Les films sortis en salles seront disponibles plus rapidement sur Canal +, ainsi que sur les plateformes de streaming. Après d’intenses négociations houleuses, le principal financier du cinéma français et de l’industrie est parvenu à un accord sur la chronologie des nouveaux médias qui devrait entrer en vigueur en 2022, rapporte Les Echos.

Canal + bénéficiera d’une fenêtre de projection pour un film 6 mois après sa sortie en salles, tandis que la version actuelle, qui date de décembre 2018, donne un délai de 8 mois. Bonus : Canal + bénéficie d’une exclusivité de 9 mois sur les films diffusés sur ses ondes. Au lieu de cela, le groupe audiovisuel s’est engagé à verser 190 millions d’euros par an pour financer le cinéma français et européen pendant trois ans (durée tacitement reconductible). Jusqu’à présent, sa contribution a été de 160 millions.

Si l’on ajoute les paiements pour les chaînes gratuites, cela fait plus de 200 millions d’euros par an. Le tout sans aucun critère de performance commerciale du groupe. Pour peser sur les négociations, la filiale de Vivendi avait menacé de quitter la TNT pour se transformer en plateforme, ou coupée en deux avec le cinéma d’un côté et le sport de l’autre.

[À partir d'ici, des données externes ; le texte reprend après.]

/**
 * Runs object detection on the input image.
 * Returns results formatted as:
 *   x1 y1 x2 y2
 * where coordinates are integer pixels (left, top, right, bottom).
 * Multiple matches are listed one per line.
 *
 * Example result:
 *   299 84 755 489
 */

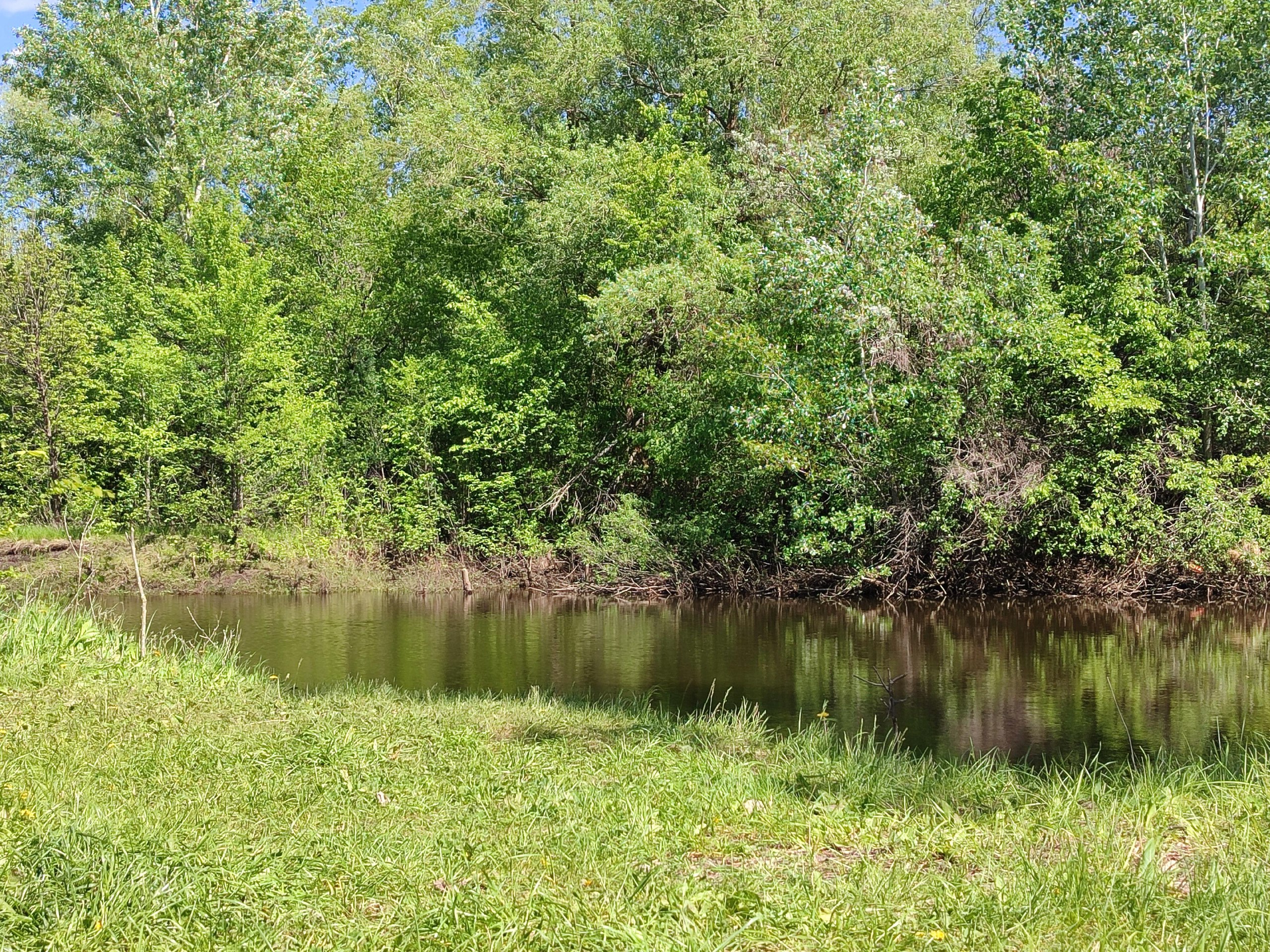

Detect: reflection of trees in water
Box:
828 603 1270 754
134 595 1270 754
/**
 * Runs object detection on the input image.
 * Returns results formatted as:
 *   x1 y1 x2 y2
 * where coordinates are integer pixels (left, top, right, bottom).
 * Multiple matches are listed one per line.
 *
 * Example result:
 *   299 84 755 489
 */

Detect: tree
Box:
0 230 100 521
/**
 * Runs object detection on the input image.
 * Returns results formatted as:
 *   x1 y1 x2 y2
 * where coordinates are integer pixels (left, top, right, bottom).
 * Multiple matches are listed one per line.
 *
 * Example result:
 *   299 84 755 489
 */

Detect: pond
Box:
107 594 1270 759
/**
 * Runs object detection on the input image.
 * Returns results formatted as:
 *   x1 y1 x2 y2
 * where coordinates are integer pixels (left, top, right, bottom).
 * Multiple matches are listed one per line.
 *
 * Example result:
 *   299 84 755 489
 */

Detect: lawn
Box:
0 600 1270 952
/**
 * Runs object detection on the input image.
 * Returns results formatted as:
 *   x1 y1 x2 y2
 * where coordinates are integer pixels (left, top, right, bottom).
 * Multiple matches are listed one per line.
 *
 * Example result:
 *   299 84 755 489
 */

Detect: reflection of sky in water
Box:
104 594 1270 757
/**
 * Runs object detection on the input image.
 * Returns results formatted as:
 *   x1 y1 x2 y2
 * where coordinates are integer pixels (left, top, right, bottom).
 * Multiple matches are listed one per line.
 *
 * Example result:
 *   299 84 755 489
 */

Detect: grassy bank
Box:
7 603 1270 952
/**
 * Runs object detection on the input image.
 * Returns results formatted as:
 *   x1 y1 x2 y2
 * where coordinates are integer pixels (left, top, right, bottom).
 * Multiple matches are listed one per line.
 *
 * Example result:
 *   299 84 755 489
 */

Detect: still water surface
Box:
109 594 1270 758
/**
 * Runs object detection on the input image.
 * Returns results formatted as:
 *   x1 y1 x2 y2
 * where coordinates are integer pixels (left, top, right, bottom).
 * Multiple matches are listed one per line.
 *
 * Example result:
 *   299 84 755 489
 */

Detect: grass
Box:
0 600 1270 952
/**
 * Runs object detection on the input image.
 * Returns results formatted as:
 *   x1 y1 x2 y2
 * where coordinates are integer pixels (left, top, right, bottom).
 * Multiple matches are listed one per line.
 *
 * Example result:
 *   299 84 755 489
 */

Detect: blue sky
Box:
0 0 38 54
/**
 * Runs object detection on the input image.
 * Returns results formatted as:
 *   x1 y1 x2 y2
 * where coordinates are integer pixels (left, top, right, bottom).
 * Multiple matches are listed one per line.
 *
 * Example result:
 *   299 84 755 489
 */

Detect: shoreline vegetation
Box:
0 0 1270 599
0 598 1270 952
0 527 1270 601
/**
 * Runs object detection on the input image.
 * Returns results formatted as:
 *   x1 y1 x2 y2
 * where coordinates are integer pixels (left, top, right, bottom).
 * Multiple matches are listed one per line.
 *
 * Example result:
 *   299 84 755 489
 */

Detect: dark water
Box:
107 594 1270 758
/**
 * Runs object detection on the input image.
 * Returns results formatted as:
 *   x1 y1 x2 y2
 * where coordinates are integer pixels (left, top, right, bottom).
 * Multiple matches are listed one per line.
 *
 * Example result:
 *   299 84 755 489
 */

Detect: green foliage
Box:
0 0 1270 587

Au final, la raison a prévalu, au grand bénéfice de l’exception culturelle française et des téléspectateurs qui ont pu profiter des films (beaucoup) plus tôt sur leurs plateformes préférées. Car les services de streaming pourraient inclure des films dans leurs catalogues à partir de 15 mois après leur sortie en salle. La fenêtre actuelle prévoit une sortie au bout de 171, 30 voire 36 mois selon votre investissement en création.

En l’absence d’accord avec Canal +, l’industrie a souhaité fermer les services de streaming, qui bénéficiaient alors d’une fenêtre de 12 mois. Finalement, il n’était pas nécessaire d’aller aussi loin. Mieux encore, ce même secteur bénéficierait d’une cinquantaine de millions d’euros supplémentaires.

Il reste encore pas mal de boulons à serrer, notamment du côté de ces fameuses plateformes qui n’ont pas donné leur accord sur ce projet de chronologie médiatique. Les services, devenus incontrôlables depuis le 1er juillet, seront consacrés à au moins 20 % du chiffre d’affaires de la France « à financer la production d’œuvres cinématographiques et audiovisuelles européennes ou d’expression originale française ».

Financement du cinéma : les services de streaming versent jusqu’à 25 % des revenus réalisés en France

Cela nécessite la signature d’un accord avec le CSA, il semblerait qu’Apple TV+ tire toujours.

Après la sortie d’un film au cinéma, il faut attendre :

De plus, il existe une distinction pour les films de moins de 100 000 entrées, les délais entre chacune des fenêtres sont donc plus courts.